I was ten years old. When the United States entered the space age, so did I—by becoming a junior scientist. I could not go into space, but I could study the elements. I studied the chemistry of the water molecule—two hydrogen atoms bound to a common oxygen atom. At room temperature and normal air pressure, these two elements were gases. Eventually I ran a direct electrical current through an sulfuric acid solution, and collected hydrogen and oxygen at two electrodes inside separate test tubes. This was one of my life's greatest moments.

But did I really know water? The power of water was just an abstraction. The Pacific Ocean was only thirty minutes away, but I had never stepped into those vast waters. My mother was afraid of water—be it a rain storm or the ocean—and I was my mother's child.

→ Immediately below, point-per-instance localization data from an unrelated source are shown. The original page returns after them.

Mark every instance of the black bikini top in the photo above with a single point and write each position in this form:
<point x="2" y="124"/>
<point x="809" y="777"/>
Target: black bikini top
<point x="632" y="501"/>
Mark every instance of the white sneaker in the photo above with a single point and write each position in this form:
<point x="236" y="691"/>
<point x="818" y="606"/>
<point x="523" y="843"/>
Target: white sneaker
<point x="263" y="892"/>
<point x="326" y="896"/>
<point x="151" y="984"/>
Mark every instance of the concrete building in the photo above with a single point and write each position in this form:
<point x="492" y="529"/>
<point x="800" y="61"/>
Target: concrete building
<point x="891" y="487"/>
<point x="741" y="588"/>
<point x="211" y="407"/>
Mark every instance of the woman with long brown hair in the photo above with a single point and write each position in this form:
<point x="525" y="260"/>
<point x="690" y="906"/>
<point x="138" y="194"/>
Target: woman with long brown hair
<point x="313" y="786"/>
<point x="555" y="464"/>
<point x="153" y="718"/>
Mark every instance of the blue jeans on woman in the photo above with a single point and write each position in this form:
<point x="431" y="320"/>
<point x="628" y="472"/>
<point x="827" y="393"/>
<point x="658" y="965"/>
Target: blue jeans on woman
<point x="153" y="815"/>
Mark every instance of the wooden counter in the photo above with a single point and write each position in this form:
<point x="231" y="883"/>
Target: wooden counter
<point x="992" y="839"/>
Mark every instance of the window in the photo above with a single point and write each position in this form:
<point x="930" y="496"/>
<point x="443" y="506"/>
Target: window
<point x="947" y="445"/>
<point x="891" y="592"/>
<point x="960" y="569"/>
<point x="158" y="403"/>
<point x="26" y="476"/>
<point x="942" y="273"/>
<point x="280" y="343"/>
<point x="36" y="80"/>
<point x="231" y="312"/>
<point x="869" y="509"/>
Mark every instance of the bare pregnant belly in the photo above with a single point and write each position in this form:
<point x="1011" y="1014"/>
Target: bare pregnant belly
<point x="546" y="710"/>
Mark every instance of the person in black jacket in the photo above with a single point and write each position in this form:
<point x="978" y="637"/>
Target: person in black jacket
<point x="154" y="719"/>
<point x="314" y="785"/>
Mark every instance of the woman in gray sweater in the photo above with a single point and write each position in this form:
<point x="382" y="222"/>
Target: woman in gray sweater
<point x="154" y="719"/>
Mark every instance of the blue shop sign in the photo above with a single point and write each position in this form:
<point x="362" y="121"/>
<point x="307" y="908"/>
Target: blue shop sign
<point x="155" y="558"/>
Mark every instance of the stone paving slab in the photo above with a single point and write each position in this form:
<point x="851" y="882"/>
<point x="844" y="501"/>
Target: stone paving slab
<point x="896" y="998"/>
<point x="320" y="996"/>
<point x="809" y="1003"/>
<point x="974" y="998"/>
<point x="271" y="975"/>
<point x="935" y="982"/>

Not until I was married did I learn to swim. The body is lighter than water, it will float if you don't struggle against it, becoming stiff and thrashing yourself down until you take in gulps of something quite alien to your lungs. Water is hard. Fall into a pool and water demonstrates its solidity. Water is seductive. As you swim, it takes on the feeling of a sensuous substance enfolding you within its body. Eventually, you feel free—like a fish or a soaring eagle. Moving and flowing in a pool is its own self-sustaining pleasure.

After some months in the pool, I braved the frontier: the roaring Pacific Ocean. I became a beach bum. Sun and surf, day after day. Throwing my body into the waves. Catching a wave of salt water that carried this finite human body to the soft sandy shores of Corona Del Mar not far from Newport Beach. I took in life from the vast water. I had discovered water as way of being, at an entirely other level from oxygen and hydrogen.

Meanwhile, more and more satellites orbited the earth. I knew that water was going to be important to people someday living on other planets. Would they make their own water from hydrogen and oxygen? Would they know water as a way of being? Would they even care?

Making a Living is Not Living

There's profound confusion between money and life. I grew up with the expression "making a living" - which means making enough money to stay alive - as if money is life. True: money is not life. Life is life. Life is love. Love is working together. Life is freely given to us because we're embedded within the matrix of all life on earth. And, all life depends on sunlight. Yes, the sun is life too. Does the sun need money? Who/what needs money - only humans. Why? Because there's not enough love, trust and faith among us collectively to feed each other in our extreme interpersonal specialization within our civilizations. I hope we learn to rethink, re-feel the way we are in our world together. Our greatest need is not money, but the creation and re-creation of enlightened good societies on our precious earth.